The Recreate strategy kills all existing pods before creating new ones. There is downtime. Use this when your application cannot tolerate two versions running simultaneously -- for example, a database migration runner or a singleton worker that holds a lock.

```yaml
spec:
  strategy:
    type: Recreate
```

That is the entire configuration. No other parameters apply.

## Blue-Green with Labels and Services

Kubernetes does not have a native blue-green strategy, but you can build one with two Deployments and a Service selector switch.

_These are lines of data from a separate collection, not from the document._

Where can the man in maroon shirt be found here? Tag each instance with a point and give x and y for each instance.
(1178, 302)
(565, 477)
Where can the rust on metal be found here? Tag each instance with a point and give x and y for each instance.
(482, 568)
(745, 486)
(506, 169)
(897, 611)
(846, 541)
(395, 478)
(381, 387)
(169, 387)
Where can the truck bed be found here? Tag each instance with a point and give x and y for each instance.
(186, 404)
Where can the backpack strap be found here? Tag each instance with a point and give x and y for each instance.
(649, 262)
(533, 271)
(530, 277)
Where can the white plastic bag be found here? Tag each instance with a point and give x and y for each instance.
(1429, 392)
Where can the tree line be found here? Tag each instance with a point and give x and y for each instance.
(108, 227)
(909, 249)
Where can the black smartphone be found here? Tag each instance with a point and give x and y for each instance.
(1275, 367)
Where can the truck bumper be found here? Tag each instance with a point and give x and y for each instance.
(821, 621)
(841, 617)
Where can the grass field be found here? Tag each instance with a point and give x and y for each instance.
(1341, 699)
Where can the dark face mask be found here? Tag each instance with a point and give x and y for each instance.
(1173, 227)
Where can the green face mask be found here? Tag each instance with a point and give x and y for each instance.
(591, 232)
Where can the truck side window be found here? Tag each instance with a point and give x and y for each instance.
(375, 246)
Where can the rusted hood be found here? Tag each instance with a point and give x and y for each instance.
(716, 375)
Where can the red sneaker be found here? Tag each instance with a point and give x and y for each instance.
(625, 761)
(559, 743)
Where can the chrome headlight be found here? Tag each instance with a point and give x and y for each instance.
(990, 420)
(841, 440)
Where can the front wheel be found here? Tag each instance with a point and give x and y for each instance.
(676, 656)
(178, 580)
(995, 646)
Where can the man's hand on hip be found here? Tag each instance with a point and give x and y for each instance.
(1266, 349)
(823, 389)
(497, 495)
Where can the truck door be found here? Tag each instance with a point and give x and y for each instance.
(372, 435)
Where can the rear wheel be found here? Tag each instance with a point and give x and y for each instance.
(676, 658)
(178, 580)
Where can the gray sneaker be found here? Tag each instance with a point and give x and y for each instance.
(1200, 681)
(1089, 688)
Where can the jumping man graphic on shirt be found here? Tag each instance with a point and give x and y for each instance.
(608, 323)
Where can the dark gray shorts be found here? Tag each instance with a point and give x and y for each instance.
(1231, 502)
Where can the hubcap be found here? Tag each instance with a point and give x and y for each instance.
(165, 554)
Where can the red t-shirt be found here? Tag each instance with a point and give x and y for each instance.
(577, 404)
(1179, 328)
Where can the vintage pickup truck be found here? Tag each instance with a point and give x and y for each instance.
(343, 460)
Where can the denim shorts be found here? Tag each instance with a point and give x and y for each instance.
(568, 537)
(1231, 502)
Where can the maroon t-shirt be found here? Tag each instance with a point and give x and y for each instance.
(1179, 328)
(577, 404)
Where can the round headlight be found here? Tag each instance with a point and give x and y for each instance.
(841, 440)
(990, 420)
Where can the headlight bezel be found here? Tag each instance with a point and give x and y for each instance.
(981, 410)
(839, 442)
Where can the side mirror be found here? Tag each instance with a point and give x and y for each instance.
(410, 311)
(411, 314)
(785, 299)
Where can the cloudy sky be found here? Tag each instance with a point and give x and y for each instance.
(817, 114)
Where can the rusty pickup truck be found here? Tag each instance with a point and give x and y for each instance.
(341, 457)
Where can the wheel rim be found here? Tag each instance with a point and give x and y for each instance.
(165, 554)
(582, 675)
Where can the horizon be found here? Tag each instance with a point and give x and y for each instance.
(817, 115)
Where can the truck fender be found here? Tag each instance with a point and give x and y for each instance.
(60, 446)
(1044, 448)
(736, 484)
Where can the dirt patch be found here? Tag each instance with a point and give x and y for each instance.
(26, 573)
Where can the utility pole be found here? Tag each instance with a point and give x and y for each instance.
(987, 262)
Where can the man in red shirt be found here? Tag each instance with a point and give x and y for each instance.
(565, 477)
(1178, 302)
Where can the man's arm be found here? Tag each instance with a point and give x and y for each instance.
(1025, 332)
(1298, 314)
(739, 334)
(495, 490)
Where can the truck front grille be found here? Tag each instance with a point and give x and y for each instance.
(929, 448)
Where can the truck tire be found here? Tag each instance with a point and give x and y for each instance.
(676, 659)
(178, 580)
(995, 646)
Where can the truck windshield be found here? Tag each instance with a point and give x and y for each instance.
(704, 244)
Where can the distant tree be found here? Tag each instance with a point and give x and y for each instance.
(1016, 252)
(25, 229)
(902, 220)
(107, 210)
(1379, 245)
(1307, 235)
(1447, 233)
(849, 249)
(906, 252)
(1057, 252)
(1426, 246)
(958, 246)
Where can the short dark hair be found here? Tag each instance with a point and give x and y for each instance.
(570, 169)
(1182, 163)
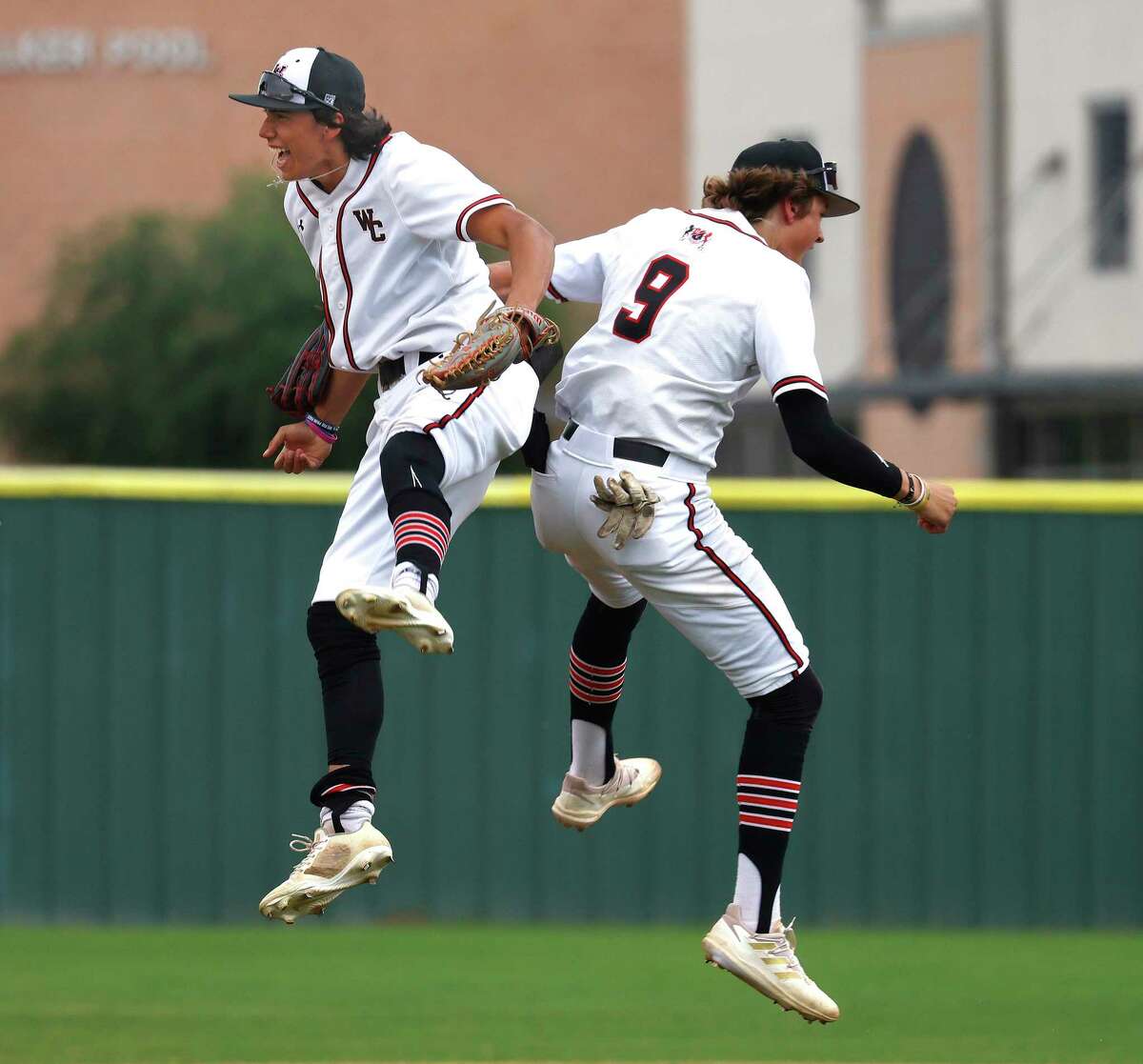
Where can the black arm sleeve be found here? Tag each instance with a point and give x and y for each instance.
(826, 447)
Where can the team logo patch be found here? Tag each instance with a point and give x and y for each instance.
(696, 235)
(370, 224)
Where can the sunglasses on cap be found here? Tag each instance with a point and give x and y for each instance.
(275, 87)
(829, 171)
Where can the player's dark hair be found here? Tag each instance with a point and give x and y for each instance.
(360, 132)
(755, 191)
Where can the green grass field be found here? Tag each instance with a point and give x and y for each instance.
(438, 993)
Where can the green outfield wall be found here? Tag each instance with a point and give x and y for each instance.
(978, 758)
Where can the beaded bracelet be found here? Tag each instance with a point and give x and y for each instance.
(917, 495)
(327, 431)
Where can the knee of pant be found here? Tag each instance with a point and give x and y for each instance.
(793, 705)
(411, 459)
(336, 642)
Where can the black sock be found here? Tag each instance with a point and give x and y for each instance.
(770, 778)
(411, 469)
(341, 789)
(352, 696)
(595, 665)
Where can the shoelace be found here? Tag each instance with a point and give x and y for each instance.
(624, 775)
(310, 847)
(784, 943)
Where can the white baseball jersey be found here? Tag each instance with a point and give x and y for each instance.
(391, 250)
(694, 308)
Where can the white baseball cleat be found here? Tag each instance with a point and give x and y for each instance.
(769, 964)
(581, 804)
(331, 865)
(409, 612)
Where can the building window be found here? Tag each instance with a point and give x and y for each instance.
(1110, 185)
(920, 261)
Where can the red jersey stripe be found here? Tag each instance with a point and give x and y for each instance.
(341, 251)
(462, 221)
(788, 381)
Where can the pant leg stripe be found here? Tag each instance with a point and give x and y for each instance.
(730, 573)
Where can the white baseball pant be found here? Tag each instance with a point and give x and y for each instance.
(691, 566)
(475, 430)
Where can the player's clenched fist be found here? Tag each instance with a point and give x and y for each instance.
(298, 448)
(936, 512)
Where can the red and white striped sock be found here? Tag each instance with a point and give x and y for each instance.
(418, 528)
(594, 692)
(769, 787)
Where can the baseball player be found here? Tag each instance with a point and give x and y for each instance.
(389, 225)
(696, 307)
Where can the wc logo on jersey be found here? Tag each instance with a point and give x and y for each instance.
(696, 235)
(370, 224)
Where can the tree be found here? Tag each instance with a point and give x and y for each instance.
(159, 337)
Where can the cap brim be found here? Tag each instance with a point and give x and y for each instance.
(258, 101)
(835, 206)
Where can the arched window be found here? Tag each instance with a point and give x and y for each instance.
(920, 261)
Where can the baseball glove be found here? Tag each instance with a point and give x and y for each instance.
(307, 378)
(629, 505)
(498, 338)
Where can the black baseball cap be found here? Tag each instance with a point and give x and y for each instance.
(799, 155)
(307, 79)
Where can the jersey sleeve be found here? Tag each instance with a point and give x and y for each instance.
(784, 335)
(435, 195)
(581, 269)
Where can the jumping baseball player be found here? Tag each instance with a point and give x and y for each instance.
(695, 307)
(389, 225)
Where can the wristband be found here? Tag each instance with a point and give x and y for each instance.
(325, 430)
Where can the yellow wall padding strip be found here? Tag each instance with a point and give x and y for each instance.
(261, 486)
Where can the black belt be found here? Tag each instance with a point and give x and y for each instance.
(391, 371)
(634, 451)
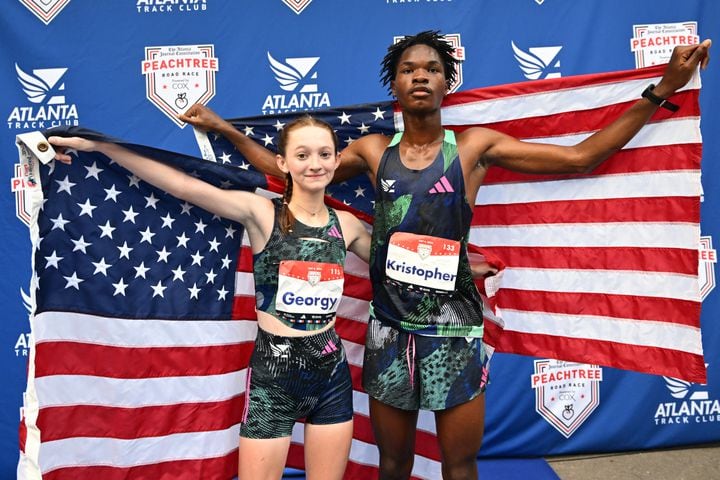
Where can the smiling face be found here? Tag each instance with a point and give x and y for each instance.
(309, 157)
(420, 82)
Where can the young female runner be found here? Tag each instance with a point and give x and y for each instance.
(298, 368)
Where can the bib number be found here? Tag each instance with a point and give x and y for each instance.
(422, 263)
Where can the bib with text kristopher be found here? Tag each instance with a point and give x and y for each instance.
(308, 292)
(422, 262)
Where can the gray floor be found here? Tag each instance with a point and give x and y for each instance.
(700, 462)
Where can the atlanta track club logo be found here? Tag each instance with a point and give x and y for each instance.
(538, 62)
(178, 76)
(297, 6)
(45, 10)
(458, 54)
(566, 393)
(298, 77)
(653, 44)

Deploy both versions simultaneously. The Service points to one of them.

```yaml
# Blue deployment (currently live)
apiVersion: apps/v1
kind: Deployment
metadata:
  name: web-api-blue
spec:
  replicas: 4
  selector:
    matchLabels:
      app: web-api
      slot: blue
  template:
    metadata:
      labels:
        app: web-api
        slot: blue
        version: "2.0.0"
    spec:
      containers:
      - name: web-api
        image: web-api:2.0.0
---
# Green deployment (new version, not receiving traffic yet)
apiVersion: apps/v1
kind: Deployment
metadata:
  name: web-api-green
spec:
  replicas: 4
  selector:
    matchLabels:
      app: web-api
      slot: green
  template:
    metadata:
      labels:
        app: web-api
        slot: green
        version: "2.1.0"
    spec:
      containers:
      - name: web-api
        image: web-api:2.1.0
---
# Service pointing to blue
apiVersion: v1
kind: Service
metadata:
  name: web-api
spec:
  selector:
    app: web-api
    slot: blue
  ports:
  - port: 80
    targetPort: 8080
```

Once the green deployment is healthy, switch traffic by patching the Service:

```bash
kubectl patch svc web-api -p '{"spec":{"selector":{"slot":"green"}}}'
```

To roll back, patch it back to `blue`. The old deployment is still running. After you confirm the new version is stable, scale down the old deployment:

```bash
kubectl scale deployment web-api-blue --replicas=0
```

The advantage is instant rollback. The cost is running double the pods during the transition.

## Canary Deployments

A canary sends a small percentage of traffic to the new version before committing fully. The simplest approach uses two Deployments behind one Service with no slot label -- the Service selects on `app: web-api` only, and Kubernetes round-robins across all matching pods.

```bash
# Main deployment: 9 replicas of v2.0.0
# Canary deployment: 1 replica of v2.1.0
# Result: ~10% of traffic hits the canary
```

This is coarse. For fine-grained traffic splitting, use Argo Rollouts:

```yaml
apiVersion: argoproj.io/v1alpha1
kind: Rollout
metadata:
  name: web-api
spec:
  replicas: 4
  strategy:
    canary:
      steps:
      - setWeight: 10
      - pause: {duration: 5m}
      - setWeight: 30
      - pause: {duration: 5m}
      - setWeight: 60
      - pause: {duration: 5m}
      canaryService: web-api-canary
      stableService: web-api-stable
      trafficRouting:
        nginx:
          stableIngress: web-api-ingress
```

This ramps traffic from 10% to 30% to 60% with pauses between each step. If metrics look bad at any step, run `kubectl argo rollouts abort web-api`.

## Rollbacks

For standard Deployments, Kubernetes stores rollout history:

```bash
# See rollout history
kubectl rollout history deployment/web-api

# Roll back to the previous revision
kubectl rollout undo deployment/web-api

# Roll back to a specific revision
kubectl rollout undo deployment/web-api --to-revision=3

# Check rollout status
kubectl rollout status deployment/web-api
```

By default Kubernetes keeps 10 revisions (`revisionHistoryLimit`). Set this explicitly in production so you always have rollback targets:

```yaml
spec:
  revisionHistoryLimit: 5
```

## Which Strategy to Use

| Scenario | Strategy | Why |
|---|---|---|
| Standard web service | Rolling update | Zero downtime, simple |
| Database migration job | Recreate | Cannot run two versions |
| Risk-sensitive production | Blue-green | Instant rollback |
| Gradual validation needed | Canary | Controlled exposure |

Start with rolling updates. Move to blue-green or canary when you have the monitoring in place to actually detect problems during a rollout -- without observability, a canary is just a rolling update with extra steps.